US aerospace giant Boeing said Thursday it was suspending deliveries of its top-selling 737 MAX as French investigators took delivery of the black boxes from the Ethiopian Airlines crash that killed all 157 passengers and crew.

The MAX has been grounded worldwide following the disaster — the second involving the model in five months — and the fallout has left the company, regulators and airlines scrambling to respond.

“We are pausing the delivery of the 737 MAX until we come up with a solution,” a Boeing spokesman said, adding that “we are going to continue the production, but we are assessing our capacities.”

France’s BEA air safety agency confirmed it has received the black box recorders from the plane, which was just four months old and crashed minutes after takeoff from Addis Ababa on Sunday.

Starting Friday, BEA investigators will try to retrieve information from the cockpit voice and flight data recorders, which were damaged in the disaster.

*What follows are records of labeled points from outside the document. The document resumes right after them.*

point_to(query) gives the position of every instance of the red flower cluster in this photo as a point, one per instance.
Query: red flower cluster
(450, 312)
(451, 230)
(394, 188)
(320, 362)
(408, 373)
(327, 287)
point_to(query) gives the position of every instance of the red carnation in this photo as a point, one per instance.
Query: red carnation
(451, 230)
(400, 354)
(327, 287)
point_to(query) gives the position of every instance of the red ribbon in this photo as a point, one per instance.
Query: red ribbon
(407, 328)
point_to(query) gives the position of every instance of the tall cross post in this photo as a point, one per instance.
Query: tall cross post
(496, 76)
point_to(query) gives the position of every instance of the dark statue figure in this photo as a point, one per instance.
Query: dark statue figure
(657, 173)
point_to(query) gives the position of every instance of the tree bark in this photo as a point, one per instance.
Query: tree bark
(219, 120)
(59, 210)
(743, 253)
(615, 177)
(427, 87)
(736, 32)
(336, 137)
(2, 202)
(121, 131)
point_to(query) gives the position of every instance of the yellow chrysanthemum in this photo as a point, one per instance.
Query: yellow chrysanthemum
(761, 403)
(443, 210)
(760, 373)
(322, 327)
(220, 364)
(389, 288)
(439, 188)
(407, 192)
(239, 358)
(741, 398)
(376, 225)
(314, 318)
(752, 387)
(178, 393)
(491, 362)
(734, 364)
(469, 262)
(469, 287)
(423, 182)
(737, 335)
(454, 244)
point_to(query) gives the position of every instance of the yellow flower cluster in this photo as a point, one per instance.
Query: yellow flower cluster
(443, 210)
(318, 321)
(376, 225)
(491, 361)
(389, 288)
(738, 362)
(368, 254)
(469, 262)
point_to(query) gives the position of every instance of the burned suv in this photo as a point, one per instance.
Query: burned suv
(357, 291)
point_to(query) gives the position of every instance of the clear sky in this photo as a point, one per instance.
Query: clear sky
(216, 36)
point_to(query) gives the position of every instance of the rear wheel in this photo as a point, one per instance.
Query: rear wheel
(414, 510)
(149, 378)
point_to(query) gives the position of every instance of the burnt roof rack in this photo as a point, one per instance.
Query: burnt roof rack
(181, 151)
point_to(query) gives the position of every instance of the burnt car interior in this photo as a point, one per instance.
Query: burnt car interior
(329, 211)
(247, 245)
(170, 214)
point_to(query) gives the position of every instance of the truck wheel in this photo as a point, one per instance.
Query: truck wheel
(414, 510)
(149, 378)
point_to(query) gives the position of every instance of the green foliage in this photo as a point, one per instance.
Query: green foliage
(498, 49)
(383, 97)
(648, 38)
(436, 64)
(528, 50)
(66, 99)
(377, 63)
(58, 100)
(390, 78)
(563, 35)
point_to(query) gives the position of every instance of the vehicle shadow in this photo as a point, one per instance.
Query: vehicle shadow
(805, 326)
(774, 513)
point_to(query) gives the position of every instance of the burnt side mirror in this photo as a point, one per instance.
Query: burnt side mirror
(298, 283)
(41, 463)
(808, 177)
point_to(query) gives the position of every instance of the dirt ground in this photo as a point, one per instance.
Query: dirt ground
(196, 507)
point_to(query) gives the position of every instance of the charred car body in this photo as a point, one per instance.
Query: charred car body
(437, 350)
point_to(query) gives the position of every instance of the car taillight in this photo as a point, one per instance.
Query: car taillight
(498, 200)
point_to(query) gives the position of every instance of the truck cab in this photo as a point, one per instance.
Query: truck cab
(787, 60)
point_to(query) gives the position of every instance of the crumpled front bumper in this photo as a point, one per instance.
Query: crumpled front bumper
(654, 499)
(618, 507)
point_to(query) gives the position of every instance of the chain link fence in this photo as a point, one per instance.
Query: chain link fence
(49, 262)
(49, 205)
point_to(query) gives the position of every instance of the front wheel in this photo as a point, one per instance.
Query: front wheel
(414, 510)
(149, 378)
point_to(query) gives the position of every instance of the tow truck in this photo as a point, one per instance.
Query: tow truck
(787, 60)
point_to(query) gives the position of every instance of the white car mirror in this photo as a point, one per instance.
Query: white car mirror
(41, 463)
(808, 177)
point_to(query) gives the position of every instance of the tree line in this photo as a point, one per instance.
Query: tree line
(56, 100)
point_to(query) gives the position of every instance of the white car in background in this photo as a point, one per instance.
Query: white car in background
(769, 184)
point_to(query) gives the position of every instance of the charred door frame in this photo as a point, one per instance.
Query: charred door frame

Thousands of miles (kilometers) away, distraught families were demanding answers as they visited the deep black crater where the plane smashed into a field outside the capital, disintegrating on impact.

Ethiopian Airlines, Africa’s largest carrier, sent the black boxes to France because it does not have the equipment to analyse the data.

The information that they contain helps explain 90 percent of all crashes, according to aviation experts.

On Wednesday, US authorities said new evidence showed similarities between the Ethiopia crash and that of a Lion Air flight in Indonesia in October that killed 189 people.